Há 9 meses, o governo enfrenta dificuldades para regularizar o funcionamento das ambulâncias. Em janeiro, o Palácio do Buriti anunciou a compra de 85 veículos novos sob o custo de R$ 15 milhões. Somente 29 — cerca de um terço — realmente começou a transportar pacientes. As outras 56 não têm previsão de circular. “Estão em fase de recebimento e de cumprimento das legislações”, resume a Secretaria de Saúde, em nota. Das 151 ambulâncias, 103 estão “rodando”, destaca trecho do texto. Quanto às restantes, não há previsão para funcionamento. As falhas no abastecimento e na manutenção dos veículos da Secretaria de Saúde se tornaram alvo de CPI na Câmara Legislativa. “Todo dia tem transtorno. Quando o carro tem gasolina, não tem manutenção. Quando o serviço é feito, não tem peça”, reclama um motorista do Samu, que pediu para não ter o nome divulgado.
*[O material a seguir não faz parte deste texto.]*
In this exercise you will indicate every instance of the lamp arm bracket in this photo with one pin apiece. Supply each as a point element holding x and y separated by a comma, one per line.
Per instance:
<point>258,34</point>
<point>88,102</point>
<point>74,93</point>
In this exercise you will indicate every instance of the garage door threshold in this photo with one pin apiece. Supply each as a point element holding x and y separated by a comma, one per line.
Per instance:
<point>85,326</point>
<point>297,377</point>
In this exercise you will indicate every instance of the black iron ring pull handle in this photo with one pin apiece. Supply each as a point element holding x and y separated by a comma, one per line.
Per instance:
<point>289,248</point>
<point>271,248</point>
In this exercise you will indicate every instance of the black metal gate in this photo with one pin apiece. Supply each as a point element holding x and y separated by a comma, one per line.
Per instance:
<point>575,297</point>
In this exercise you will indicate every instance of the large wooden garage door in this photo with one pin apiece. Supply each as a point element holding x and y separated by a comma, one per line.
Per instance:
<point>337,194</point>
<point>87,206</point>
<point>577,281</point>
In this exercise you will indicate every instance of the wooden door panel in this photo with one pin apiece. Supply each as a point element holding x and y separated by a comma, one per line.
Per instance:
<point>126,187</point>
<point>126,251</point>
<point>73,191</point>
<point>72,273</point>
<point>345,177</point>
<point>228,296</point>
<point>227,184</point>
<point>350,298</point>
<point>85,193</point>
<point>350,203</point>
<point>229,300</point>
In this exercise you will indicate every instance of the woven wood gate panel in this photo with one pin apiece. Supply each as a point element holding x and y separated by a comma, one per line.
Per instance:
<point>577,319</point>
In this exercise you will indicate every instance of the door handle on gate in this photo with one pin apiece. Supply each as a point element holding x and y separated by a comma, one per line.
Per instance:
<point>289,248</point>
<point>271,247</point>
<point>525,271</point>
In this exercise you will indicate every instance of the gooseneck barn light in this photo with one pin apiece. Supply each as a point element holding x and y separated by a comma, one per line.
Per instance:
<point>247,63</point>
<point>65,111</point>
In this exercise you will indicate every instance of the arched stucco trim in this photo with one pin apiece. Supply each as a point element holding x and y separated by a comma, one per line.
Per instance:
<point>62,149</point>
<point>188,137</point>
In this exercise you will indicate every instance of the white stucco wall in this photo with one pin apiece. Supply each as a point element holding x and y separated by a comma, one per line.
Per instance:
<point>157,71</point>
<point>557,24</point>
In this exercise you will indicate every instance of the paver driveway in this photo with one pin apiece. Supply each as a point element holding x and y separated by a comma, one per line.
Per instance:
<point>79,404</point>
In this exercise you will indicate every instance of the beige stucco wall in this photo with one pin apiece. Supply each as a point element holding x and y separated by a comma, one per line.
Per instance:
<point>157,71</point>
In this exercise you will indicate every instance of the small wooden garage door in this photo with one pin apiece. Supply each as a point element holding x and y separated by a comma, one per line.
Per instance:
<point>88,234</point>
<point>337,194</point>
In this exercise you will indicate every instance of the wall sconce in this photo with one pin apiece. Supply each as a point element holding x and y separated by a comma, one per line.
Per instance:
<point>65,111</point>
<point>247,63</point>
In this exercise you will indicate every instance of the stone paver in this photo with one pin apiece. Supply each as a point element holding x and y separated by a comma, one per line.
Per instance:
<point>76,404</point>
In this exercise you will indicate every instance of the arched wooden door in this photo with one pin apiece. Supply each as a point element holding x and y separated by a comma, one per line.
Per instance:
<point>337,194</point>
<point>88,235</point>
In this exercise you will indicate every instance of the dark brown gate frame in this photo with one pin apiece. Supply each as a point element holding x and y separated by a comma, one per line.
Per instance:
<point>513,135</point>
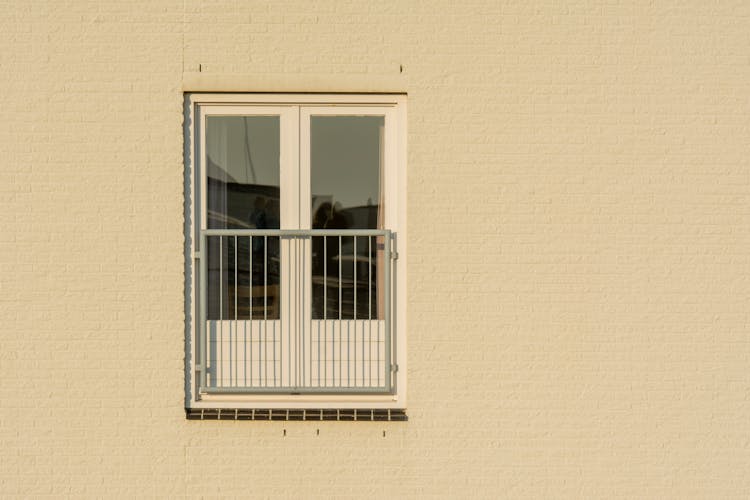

Nenhum gestor da Secretaria de Saúde comentou o assunto. O Correio apurou que a pasta mantém contrato regular de fornecimento de combustíveis com um posto de gasolina específico. A justificativa para as falhas é a “demanda crescente”. “Foi instruído outro processo para contemplar todo o atendimento”, pondera nota da pasta. O gasto anual com a manutenção de ambulâncias é de R$ 5,2 milhões. “Estávamos muito preocupados com a situação dele (Antônio), então, quando o médico nos avisou que ele havia conseguido uma vaga, foi um alívio, que, infelizmente, não durou muito”, lamenta Shirley.